Stereolab & Nurse With Wound - Simple Headphone Mind (Album Review)

 

Stereolab & Nurse With Wound - Simple Headphone Mind

(1997)


My copy: 1997 limited press by Duophonic Super 45s.


An exciting collaboration between two genre-bending artists, Simple Headphone Mind draws out the distinct and contrasting personalities of both in fascinating ways. Both Stereolab and the more abrasive Nurse With Wound (by this point in time mostly just the alias of Steven Stapleton) are heavily influenced by German kraut-rock bands, with this style of hypnotic percussion serving as the backbone for their collaboration.

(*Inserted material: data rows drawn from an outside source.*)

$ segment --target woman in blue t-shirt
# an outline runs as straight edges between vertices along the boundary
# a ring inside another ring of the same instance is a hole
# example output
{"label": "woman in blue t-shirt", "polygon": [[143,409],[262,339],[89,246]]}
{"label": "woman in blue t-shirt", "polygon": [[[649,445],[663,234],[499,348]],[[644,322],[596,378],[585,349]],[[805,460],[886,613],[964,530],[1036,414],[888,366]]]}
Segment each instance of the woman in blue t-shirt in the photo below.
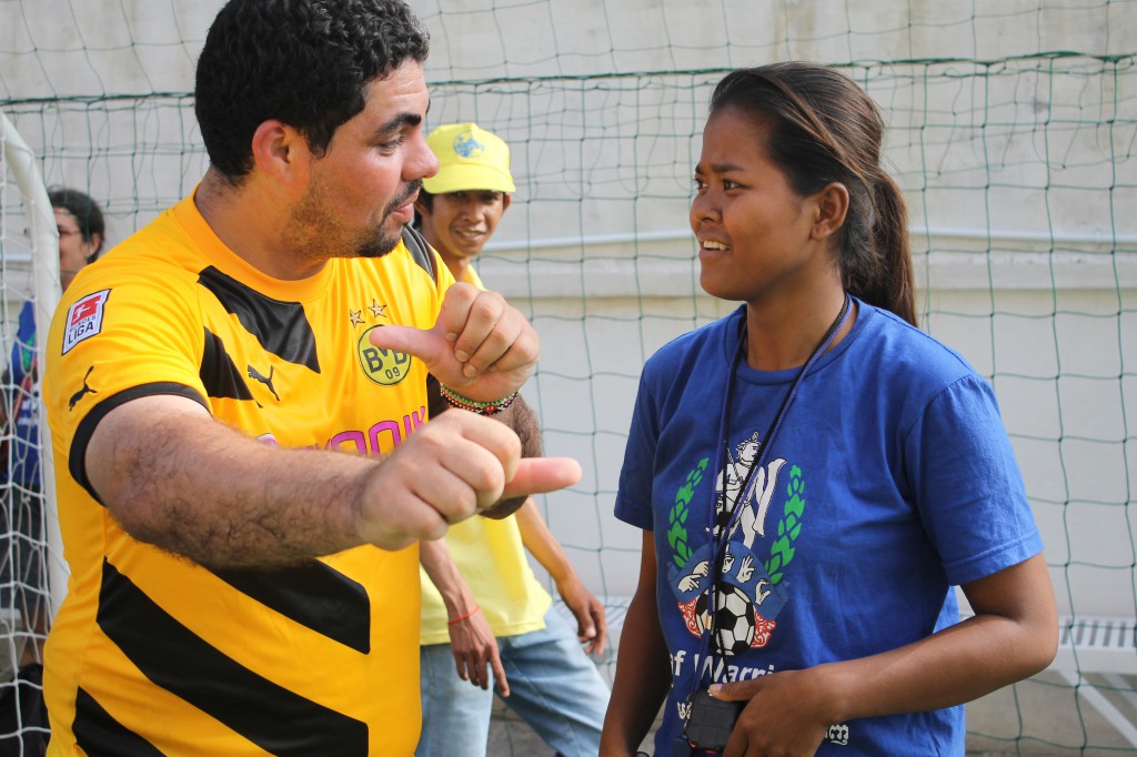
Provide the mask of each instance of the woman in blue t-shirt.
{"label": "woman in blue t-shirt", "polygon": [[712,95],[690,222],[703,288],[744,305],[644,369],[615,507],[644,530],[640,580],[601,755],[634,754],[661,705],[657,757],[962,755],[962,704],[1054,657],[994,393],[915,325],[882,133],[812,64]]}
{"label": "woman in blue t-shirt", "polygon": [[[102,250],[106,224],[102,209],[88,194],[52,189],[48,200],[59,231],[59,282],[67,289],[75,274]],[[16,338],[3,376],[0,422],[5,446],[0,475],[5,483],[2,533],[7,534],[0,563],[0,604],[3,613],[19,614],[20,623],[36,638],[26,644],[20,664],[39,662],[47,634],[43,608],[47,565],[43,559],[43,496],[40,471],[40,375],[35,358],[35,310],[27,300],[19,311]]]}

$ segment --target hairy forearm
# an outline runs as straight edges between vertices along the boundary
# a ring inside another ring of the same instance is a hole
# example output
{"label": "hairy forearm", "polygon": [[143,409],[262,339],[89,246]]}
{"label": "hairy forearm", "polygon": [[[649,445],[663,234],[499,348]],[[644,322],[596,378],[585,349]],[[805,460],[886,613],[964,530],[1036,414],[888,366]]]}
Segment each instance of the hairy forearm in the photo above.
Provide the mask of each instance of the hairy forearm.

The ten-minute title track starts out smooth with steady, with warm bass and gentle guitar melody. The momentum flows continuously, even as hints of ghostly synth ambiance begin leaking in from another dimension. While the guitar does occasionally flirt with dissonance, the mood is never dire, rather it is almost eerily calm at its compositional core - this vague anxiety increasing as new pulses of alien synths and tweeting samples shapeshift in the margins of the piece, with a robotic voice occasionally adding announcements overhead. The rhythm complicates with each new layer, though its main groove stays intact. The music eventually falls to a repeated vocal statement - one that is slowed digitally each time it repeats, turning from recognizable human communication into a horrifying and guttural death rattle, ending on a locked groove. 

Now that the cool kraut-rock jam has been dragged down into the depths of hell, with further demonic speaking and dark-ambient atmospheres, the original instrumentals revive again into “Trippin With The Birds.” The B-side doubles the length of the initial track, now committing fully to sonic mischief as everything is done to derail the main musical motif: synths cry out, samples stretch, and the music will pan across channels only to reappear on the other side, stopping and starting frequently. This is like the soundtrack to some great ego-war - as traditional rock components do battle with post-modern experimental trickery, keeping the track in a constant flux. Things do quiet down into a relatively serene volume near the end, though there is an ever-present threat of loudness in brief, occasional noise outbursts.

Simple Headphone Mind is a mastery of aesthetics; it is two sonic powerhouses colliding at full force, in uncompromising creativity. Though I wish Laetitia Sadier’s singing played a larger role, this is still an incredible collaboration that does right by the German bands it borrows from.